I wasn’t the person before who is always thankful for what I have. I know I had an easy life. privilege somehow. I was able to have this and have that. get this, get that. do this and do that. I don’t think about much on what’s going on around me, and all I know is to have fun. when you live a certain standard of living and everything seems to be normal around you. gratitude does not appear around your system. when you’re used to the good stuff throughout your life, its a normal everyday cycle that you don’t notice that it’s out of the ordinary. I started travelling and saw the contrast about how other people can be happy with so little around them. that I learn to become grateful to where I am and especially the things that come easy around me. from not struggling so much in life. knowing that I’m not alone. that I’m able to eat more than 3 meals a day even tho I choose not to eat sometimes (calories.. lol) those simple things that I can be thankful about every morning and everyday. enough to know that I live comfortably.
6. Never stop dreaming
there were times that circumstance in your life puts you temporarily out of the line or path you wanna take. when you get distracted with so many things happening around you. take a pause. have a conversation with yourself, ask yourself “what do you want?”(even tho that’s the hardest question for everyone) can’t answer, then never give finding an answer. always have something live for the next. whether it be petty or silly. even tho you know how the world will criticise you. but at the end of the day.
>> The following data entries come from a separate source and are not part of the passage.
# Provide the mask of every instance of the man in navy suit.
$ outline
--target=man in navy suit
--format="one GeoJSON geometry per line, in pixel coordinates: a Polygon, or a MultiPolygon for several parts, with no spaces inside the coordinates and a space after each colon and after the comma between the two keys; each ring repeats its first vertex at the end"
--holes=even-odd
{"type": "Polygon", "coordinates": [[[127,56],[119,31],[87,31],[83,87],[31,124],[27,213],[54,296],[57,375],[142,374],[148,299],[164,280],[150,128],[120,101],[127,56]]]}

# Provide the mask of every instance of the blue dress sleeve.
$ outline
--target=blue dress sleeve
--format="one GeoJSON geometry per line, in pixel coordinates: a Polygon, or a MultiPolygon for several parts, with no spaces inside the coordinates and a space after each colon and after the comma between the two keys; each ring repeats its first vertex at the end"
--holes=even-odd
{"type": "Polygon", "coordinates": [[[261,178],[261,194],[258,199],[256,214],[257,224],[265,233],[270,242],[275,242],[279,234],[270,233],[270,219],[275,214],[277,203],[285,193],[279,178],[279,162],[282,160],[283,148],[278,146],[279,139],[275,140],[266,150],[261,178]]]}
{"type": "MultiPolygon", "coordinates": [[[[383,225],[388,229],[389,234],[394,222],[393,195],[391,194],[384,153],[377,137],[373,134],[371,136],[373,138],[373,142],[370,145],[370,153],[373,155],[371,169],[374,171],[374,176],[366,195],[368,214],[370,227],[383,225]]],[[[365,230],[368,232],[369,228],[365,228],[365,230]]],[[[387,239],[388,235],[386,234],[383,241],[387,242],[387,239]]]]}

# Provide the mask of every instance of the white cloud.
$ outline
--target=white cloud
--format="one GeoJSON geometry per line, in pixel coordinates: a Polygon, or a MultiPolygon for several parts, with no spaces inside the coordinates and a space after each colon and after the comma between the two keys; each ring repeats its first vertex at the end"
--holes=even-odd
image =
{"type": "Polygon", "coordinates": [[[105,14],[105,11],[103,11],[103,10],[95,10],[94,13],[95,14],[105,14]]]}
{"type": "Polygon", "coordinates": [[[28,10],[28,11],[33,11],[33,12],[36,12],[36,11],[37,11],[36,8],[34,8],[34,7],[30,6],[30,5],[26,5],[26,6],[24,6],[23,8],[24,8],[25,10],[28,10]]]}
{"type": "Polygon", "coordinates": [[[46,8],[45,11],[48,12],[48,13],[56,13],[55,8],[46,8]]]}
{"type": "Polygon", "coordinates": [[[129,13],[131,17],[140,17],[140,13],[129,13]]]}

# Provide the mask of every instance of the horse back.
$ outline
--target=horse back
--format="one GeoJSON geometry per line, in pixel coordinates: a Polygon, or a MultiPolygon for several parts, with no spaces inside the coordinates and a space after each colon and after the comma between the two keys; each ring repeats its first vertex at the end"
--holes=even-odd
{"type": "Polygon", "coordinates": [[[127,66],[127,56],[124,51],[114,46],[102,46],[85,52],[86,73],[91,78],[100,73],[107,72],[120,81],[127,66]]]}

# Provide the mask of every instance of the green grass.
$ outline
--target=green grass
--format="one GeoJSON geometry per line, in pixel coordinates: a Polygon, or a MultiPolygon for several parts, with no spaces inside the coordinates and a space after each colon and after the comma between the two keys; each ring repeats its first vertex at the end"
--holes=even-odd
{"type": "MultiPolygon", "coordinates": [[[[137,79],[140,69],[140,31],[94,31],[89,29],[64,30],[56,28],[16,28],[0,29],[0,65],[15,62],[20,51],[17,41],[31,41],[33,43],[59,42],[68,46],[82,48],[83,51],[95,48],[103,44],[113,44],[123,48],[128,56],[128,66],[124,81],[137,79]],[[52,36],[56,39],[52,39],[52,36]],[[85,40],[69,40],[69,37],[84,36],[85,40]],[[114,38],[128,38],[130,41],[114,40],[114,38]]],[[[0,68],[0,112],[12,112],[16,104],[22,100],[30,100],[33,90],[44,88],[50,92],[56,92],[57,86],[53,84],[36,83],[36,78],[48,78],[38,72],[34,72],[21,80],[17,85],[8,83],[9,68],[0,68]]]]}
It’s a life that you to live by your self. dreaming and acting how to get is the way to live it. “we might not know how, but let’s just do it.” it’s one of the realisation I realized when I started to reflect on people in different parts of the world Ive been to.
7. Living the now
It became a bad habit of mine to be anxious on a question “what’s next?” to every situation and moment I was in. i’ve learn this term before. but when life becomes so fast. feeling like you’re in a race. you tend to forget to appreciate what surrounds you. the focus of living in the moment by the things you currently see and feel. it is important to submit if you can to the wonders that the world is offering you. feel as if there is no 2nd time around and just be in it. live it now…
**** will further post on the outfits and place I’ve been to. and I have not proof read yet haha.